Prefect for AI — MLOps for Local AI (Chapter 9)

Prefect is an alternative orchestrator that emphasizes developer experience and cloud-optional deployment. It shares Airflow's DAG-based model but with a more Pythonic interface and built-in observability.

Installation:

pip install prefect

The core concept is the flow (the pipeline) and tasks (steps within). Unlike Airflow's separate DAG definition, Prefect uses decorators directly in Python code.

# ml_pipeline.py
from prefect import flow, task
from prefect.blocks.system import Secret
import mlflow

@task
def fetch_data(date: str):
    """Fetch training data for the given date."""
    # Implementation
    return f"/data/training-{date}.csv"

@task
def validate_data(path: str) -> bool:
    """Validate dataset quality.
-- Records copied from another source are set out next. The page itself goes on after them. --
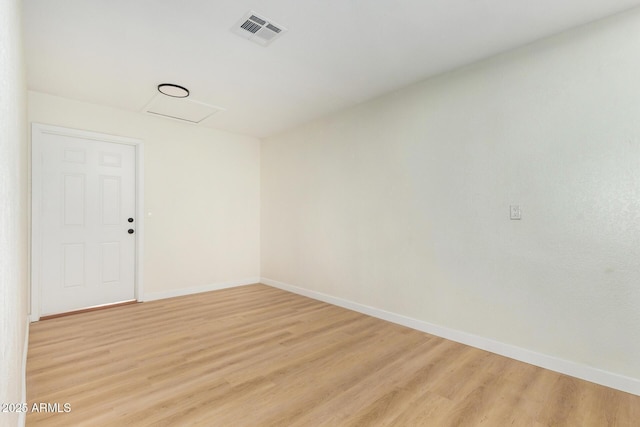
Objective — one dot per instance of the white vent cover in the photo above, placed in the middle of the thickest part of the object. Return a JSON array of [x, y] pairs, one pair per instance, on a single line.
[[258, 29], [183, 109]]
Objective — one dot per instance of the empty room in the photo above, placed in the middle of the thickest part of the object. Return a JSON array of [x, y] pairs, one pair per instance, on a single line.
[[319, 213]]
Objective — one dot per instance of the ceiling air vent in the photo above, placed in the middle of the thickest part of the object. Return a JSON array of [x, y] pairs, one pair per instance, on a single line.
[[258, 29]]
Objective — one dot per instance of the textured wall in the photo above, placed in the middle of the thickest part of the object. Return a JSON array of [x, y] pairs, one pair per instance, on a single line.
[[402, 203], [13, 207], [201, 186]]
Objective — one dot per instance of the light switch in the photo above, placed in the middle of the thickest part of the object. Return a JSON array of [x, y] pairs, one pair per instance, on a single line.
[[515, 212]]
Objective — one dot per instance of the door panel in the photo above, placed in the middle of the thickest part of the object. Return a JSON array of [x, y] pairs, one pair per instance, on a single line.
[[87, 193]]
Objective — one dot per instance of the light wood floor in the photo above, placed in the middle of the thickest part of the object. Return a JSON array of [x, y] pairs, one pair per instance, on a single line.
[[258, 356]]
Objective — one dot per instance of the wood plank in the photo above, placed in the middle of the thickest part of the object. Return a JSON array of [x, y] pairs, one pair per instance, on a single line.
[[259, 356]]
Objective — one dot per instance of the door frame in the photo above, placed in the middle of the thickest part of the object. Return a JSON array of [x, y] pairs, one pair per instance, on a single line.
[[36, 206]]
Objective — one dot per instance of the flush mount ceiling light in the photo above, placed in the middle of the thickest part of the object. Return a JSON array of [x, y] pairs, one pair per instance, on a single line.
[[172, 90]]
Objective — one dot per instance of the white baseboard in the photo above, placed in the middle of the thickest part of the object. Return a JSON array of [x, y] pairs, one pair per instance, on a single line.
[[22, 418], [588, 373], [152, 296]]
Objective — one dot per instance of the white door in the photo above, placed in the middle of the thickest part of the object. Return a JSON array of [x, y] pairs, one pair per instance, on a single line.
[[85, 191]]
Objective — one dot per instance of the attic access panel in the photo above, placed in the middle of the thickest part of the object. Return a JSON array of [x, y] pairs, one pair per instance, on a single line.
[[183, 109]]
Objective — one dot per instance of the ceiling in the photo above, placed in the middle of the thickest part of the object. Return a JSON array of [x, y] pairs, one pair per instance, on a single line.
[[335, 54]]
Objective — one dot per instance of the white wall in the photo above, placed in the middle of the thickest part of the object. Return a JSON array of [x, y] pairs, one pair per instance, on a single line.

Returns True if valid."""
    import pandas as pd
    df = pd.read_csv(path)
    
    # Check completeness
    missing_pct = df.isnull().mean().max()
    if missing_pct > 0.05:
        raise ValueError(f"Data quality failed: {missing_pct:.1%} missing")
    
    return True

@task
def train_model(date: str, validated: bool):
    """Train model and return run ID."""
    mlflow.set_tracking_uri(Secret.load("mlflow-uri").get())
    
    with mlflow.start_run(run_name=f"train-{date}"):
        mlflow.log_param("training_date", date)
        # ... training code ...
    
    return run_id

@task
def promote_model(run_id: str):
    """Promote trained model to production."""
    client = mlflow.MlflowClient()
    model_uri = f"runs:/{run_id}/model"
    client.register_model(model_uri, "spam-classifier")

Local verification checkpoint

Run the smallest example from this chapter in a local workspace and record the package version, runtime, data path, and observed output. If the result depends on model size, vector count, CPU/GPU backend, or available memory, note that constraint beside the exercise so the lesson remains reproducible.